Skypipe is sort of like named pipes and netcat, but with even more power and a simpler interface. Here is a simple example using skypipe like you would a regular named pipe in order to gzip a file across shells:
$ skypipe | gzip -9 -c > out.gz
Your skypipe is ready to receive some data from another shell process:
$ cat file | skypipe
Unliked named pipes, however, this will work across any machines connected to the Internet. And you didn't have to specify a host address or set up "listen mode" like you would with netcat. In fact, unlike netcat, which is point to point, you could use skypipe for log aggregation. Here we'll used named skypipes. Run this on several hosts:
$ tail -f /var/log/somefile | skypipe logs
And then run this on a single machine:
$ skypipe logs > /var/log/aggregate
This can also broadcast to multiple hosts. With the above, you can "listen in" by running this from your laptop, even while behind a NAT:
$ skypipe logs
You can also temporarily store data "in the pipe" until you pull it out. In fact, you can keep several "files" in the pipe. On one machine load some files into it a named skypipe:
$ cat file_a | skypipe files
$ cat file_b | skypipe files
Now from somewhere else pull them out, in order:
$ skypipe files > new_file_a
$ skypipe files > new_file_b
Lastly, you can use skypipe like the channel primitive in Go for coordinating between shell scripts. As a simple example, here we use skypipe to wait for an event triggered by another script:
#!/bin/bash
echo "I'm going to wait until triggered"
skypipe trigger
echo "I was triggered!"
Triggering is just sending an EOF over the pipe, causing the listening skypipe to terminate. We can do this with a simple idiom:
$ echo | skypipe trigger
What I didn't mention is that you need a free Dotcloud account to use skypipe, but you don't need to know anything about using Dotcloud to use skypipe. The trick to this private pipe in the sky is that when you first use skypipe, behind the scenes it will deploy a very simple messaging server to Dotcloud. Skypipe will use your account to transparently find and use this server, no matter where you are.
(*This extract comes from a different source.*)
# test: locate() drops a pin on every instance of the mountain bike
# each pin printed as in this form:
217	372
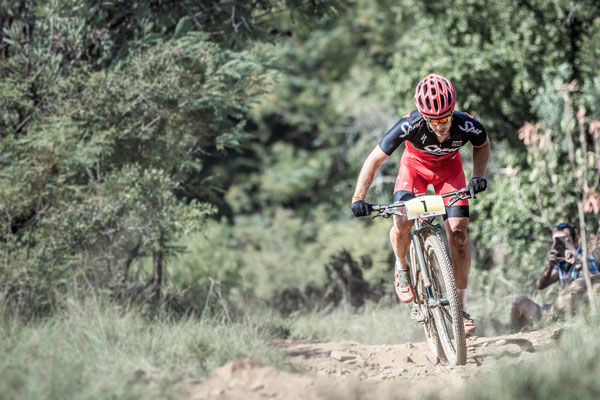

This all works without you ever thinking about it because this server is managed automatically and runs on Dotcloud for free. It might as well not exist!
This is a new paradigm of creating tools that transparently leverage the cloud to create magical experiences. It's not quite software as a service, it's software with a service. Nobody is using a shared, central server, and nobody needs to setup or manage their own server. The software deploys and manages its own server for you to use without ever seeing it.
Thanks to platforms like Heroku and Dotcloud, we can now build software leveraging features of software as a service that is packaged and distributed like normal open source software.
I'm excited to see what else can be done with this pattern. I've already got a list of more ideas myself.
Skypipe is still an alpha piece of software. There are some rough edges. For now, you should be able to install skypipe with pip directly from master:
$ pip install -e git+git://github.com/progrium/skypipe.git#egg=skypipe
Skypipe is brand spanking new, so the experience is not entirely optimized. For example, one of the biggest issues I have with it is that it needs to check for the server on every use. This can be done less often and cached, which would make it much snappier and on par with most command line utilities.
This and a few other issues are already tracked in Github Issues, so feel free to take a whack at them. The codebase is intentionally very small, documented, and written to be read, although there are no tests yet.
The project also depends on ZeroMQ, which requires a C extension to be compiled. Even using the pyzmq-static package, you still need certain header files (python.h at the very least) to install skypipe, and not every environment has these. Instead of removing ZeroMQ, I'd much rather find a way to package skypipe in a way that includes all its dependencies. Perhaps PyInstaller can help with this.
Contribution ideas aside, hopefully skypipe is handy to more people than just me, and I hope people see what I mean when I say it's a magical tool. I think a big part of this magic is the use of "software with a service", which I consider a bit novel in itself. What do you think?